Marci’s clients are indeed all different, running the gamut from high school seniors to pregnant women to families to assorted family pets. Whether shooting in the studio or on location, no two days are alike, which suits Marci just fine.

“The variety of people and the shoots keep me fresh,” she says. “The high school seniors are a lot of fun and are willing to try something different and challenging. This is a very important time in their lives. Beyond getting photos done, I can also do an art book for them, a DVD, and a slide show with music for their MySpace page. All this new technology is part of their lives.”

Devon Thomas

And Marci believes because of that connection to technology, these young people’s imaginations are alive and well. They are usually the ones who go off on flights of fantasy, becoming a mermaid or a rock star in their photos.

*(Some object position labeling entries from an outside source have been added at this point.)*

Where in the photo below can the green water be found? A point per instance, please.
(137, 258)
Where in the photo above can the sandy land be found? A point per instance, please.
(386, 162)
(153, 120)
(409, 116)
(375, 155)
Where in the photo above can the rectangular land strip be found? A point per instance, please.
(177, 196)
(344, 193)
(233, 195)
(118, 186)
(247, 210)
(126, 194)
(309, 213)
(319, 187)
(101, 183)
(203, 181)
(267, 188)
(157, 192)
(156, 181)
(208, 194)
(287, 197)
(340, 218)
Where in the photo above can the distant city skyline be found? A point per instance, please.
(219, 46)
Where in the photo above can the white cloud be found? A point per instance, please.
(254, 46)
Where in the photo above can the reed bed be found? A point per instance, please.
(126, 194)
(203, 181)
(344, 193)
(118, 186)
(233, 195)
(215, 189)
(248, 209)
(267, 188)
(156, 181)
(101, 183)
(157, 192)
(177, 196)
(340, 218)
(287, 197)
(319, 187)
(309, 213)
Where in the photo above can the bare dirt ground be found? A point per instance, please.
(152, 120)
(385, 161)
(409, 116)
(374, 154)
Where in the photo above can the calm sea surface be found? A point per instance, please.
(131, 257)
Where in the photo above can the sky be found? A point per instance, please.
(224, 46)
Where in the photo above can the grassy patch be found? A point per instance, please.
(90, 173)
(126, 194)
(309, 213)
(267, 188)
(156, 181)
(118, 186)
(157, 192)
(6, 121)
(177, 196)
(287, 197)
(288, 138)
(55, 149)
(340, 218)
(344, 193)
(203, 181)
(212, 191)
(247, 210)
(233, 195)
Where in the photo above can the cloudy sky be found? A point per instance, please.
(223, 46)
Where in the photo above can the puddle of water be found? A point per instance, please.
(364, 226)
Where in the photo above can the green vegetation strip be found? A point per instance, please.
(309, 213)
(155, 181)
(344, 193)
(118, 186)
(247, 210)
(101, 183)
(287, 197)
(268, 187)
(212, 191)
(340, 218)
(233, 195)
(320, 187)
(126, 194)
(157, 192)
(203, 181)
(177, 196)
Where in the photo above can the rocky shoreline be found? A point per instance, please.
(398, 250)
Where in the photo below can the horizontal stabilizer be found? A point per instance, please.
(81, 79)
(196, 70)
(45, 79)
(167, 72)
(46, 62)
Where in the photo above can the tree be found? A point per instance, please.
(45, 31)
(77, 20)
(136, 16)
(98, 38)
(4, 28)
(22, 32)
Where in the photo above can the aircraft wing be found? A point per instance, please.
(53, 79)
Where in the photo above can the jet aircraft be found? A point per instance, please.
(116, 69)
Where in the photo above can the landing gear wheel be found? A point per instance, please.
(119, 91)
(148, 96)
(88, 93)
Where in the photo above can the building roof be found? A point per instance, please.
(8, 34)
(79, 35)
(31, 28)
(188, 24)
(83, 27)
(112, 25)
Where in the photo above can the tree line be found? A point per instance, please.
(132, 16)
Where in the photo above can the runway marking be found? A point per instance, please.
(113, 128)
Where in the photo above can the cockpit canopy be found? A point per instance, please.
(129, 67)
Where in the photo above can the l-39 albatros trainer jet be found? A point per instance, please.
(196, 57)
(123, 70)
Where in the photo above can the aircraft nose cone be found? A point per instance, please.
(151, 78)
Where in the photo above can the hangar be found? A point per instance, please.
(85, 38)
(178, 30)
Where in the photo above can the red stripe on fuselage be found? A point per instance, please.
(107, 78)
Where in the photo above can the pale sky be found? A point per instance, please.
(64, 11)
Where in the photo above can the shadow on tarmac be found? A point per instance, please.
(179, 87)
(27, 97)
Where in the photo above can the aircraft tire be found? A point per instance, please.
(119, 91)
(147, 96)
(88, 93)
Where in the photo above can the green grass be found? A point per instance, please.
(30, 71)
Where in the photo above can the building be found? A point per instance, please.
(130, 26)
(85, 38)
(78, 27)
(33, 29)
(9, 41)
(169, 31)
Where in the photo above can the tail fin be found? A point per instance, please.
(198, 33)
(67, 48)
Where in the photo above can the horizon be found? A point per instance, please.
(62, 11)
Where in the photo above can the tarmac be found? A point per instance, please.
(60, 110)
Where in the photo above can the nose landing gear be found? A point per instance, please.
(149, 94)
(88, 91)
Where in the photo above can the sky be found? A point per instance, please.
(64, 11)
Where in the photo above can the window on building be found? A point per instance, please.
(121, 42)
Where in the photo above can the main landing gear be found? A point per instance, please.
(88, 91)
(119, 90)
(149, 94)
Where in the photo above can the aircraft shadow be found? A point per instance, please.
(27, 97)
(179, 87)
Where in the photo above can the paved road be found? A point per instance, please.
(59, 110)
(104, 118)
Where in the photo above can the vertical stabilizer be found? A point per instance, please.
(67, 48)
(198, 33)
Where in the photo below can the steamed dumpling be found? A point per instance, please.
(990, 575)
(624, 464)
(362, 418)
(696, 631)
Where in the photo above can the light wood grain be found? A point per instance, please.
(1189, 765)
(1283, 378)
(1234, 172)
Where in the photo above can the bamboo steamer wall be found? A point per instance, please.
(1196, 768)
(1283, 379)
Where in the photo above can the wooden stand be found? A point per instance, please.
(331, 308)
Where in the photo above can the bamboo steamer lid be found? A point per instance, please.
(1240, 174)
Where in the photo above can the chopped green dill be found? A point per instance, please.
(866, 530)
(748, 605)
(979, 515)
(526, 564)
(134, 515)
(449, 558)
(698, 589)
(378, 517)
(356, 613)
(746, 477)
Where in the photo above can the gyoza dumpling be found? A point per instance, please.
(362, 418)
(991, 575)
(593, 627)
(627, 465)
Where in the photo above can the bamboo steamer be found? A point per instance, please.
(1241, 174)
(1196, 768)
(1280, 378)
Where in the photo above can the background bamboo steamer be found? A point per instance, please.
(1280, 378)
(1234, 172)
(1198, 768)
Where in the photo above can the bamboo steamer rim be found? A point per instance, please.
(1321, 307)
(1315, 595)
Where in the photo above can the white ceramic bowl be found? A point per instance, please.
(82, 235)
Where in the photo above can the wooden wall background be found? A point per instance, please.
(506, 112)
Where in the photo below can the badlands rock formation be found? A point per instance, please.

Karen Briggs’ daughter, Kelly, certainly did. Not only did the Vanguard High School senior come away with unique photos, Kelly became an Ocala Style cover model. She graced the December 2008 cover as the spirit of a Christmas fairy.

“Kelly had Marci shoot her senior pictures,” says Karen, who also commissioned Marci to do a family photo. “She had a lot of fun doing them and was very pleased with them, as we were with the family photo. When Marci called about Kelly’s picture being a magazine cover, we thought that was wonderful.”

After taking the photos, Marci begins working her magic on the computer. She schedules photo shoots by appointment three days a week, allowing herself plenty of time for the computer work, completed at her Lake Weir home.

“It’s an involved process,” she says. “After I do some initial computer digital work, I’ll meet again with the client and make sure we’re on the right path.”

Marci also has her own criterion for judging if the photos are ready to show a client.

“I ask myself if this is a piece of art that I would hang on my wall,” she says. “Everything I do has my name on it. I’m not going to compromise my work, my art. I put my heart and soul into every photo I do.”

While she has embraced technology, Marci still believes it’s the enduring essence of a photo that is important.

“Think about this,” she says. “Whenever people are involved in a catastrophe like a fire or a flood, what’s the first thing they grab when they evacuate? Their pictures, their family albums. That’s how important photos are to us.”